Healthcare Data Contains Other Data As Well
If you really stop and think about what ‘healthcare data’ means, you begin to get a pretty good insight into its value. Healthcare data is deeply diverse in its contents, so cracking into a single individual’s data could lead a criminal to very valuable gains. Healthcare data will likely contain a combination of birth date, addresses, legal names, illness records, billing information even, in some instances, social security numbers. This is a wealth of data to be gathered in one strike and with endless possibilities of what could have been left ‘on file’ in a hospital, you can be sure that this particular type of data makes for a ripe target for cyber criminals looking to cash in on the value of data.
Specific Individual Extortion
This is somewhat more rare, but it certainly happens and when it does it can be very damaging.
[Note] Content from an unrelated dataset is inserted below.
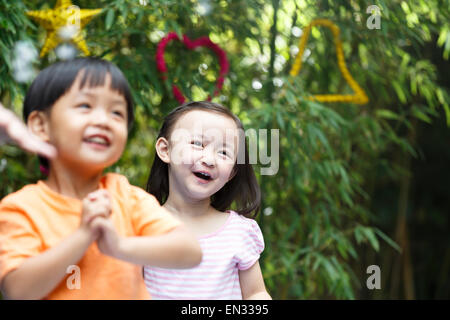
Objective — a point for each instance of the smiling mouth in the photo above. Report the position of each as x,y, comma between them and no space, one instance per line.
203,175
97,140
Much like the iCloud hacks of a few years ago, hackers are always likely to be on the lookout for sensitive data, personal information, photos etc. In particular, if this data relates to people who have a public profile, politicians, celebrities and the like, there can be a potential for holding the data ransom. This would mean letting that person know that if they aren’t able to pay the ransom that sensitive data will be released to the public. Healthcare data is so potentially sensitive that letting it go into the wrong hands could make your life really tricky.
Company Data Extortion
Particularly in America, where hospitals function like businesses, reputation is really important to a successful medical practice. A leak is terrible for a hospital’s PR, and a data leak of all their patients’ records could potentially kill their business. This makes it very important for hospitals to secure their data. If a hacker gets all of these sensitive files, they may use a similar concept to above to make the hospital pay to avoid the embarrassment and damage of losing sensitive files. The hackers can always leak some of the files to prove they are a legitimate threat to the company’s clients. Not only is this a disaster on the individual client-based level, it can set a terrible precedent for other healthcare providers as well.
Cybercrime is, in general, something that people are only just getting a really strong handle on. Cybercrime relating to data is an even more uncertain field. One of the biggest threats in the end is actually the unknown: there simply is no limit to what evils could be perpetrated by criminals able to take whole medical record databanks. Hopefully, as time goes on, medical providers will invest energy into protecting against these sorts of vulnerabilities.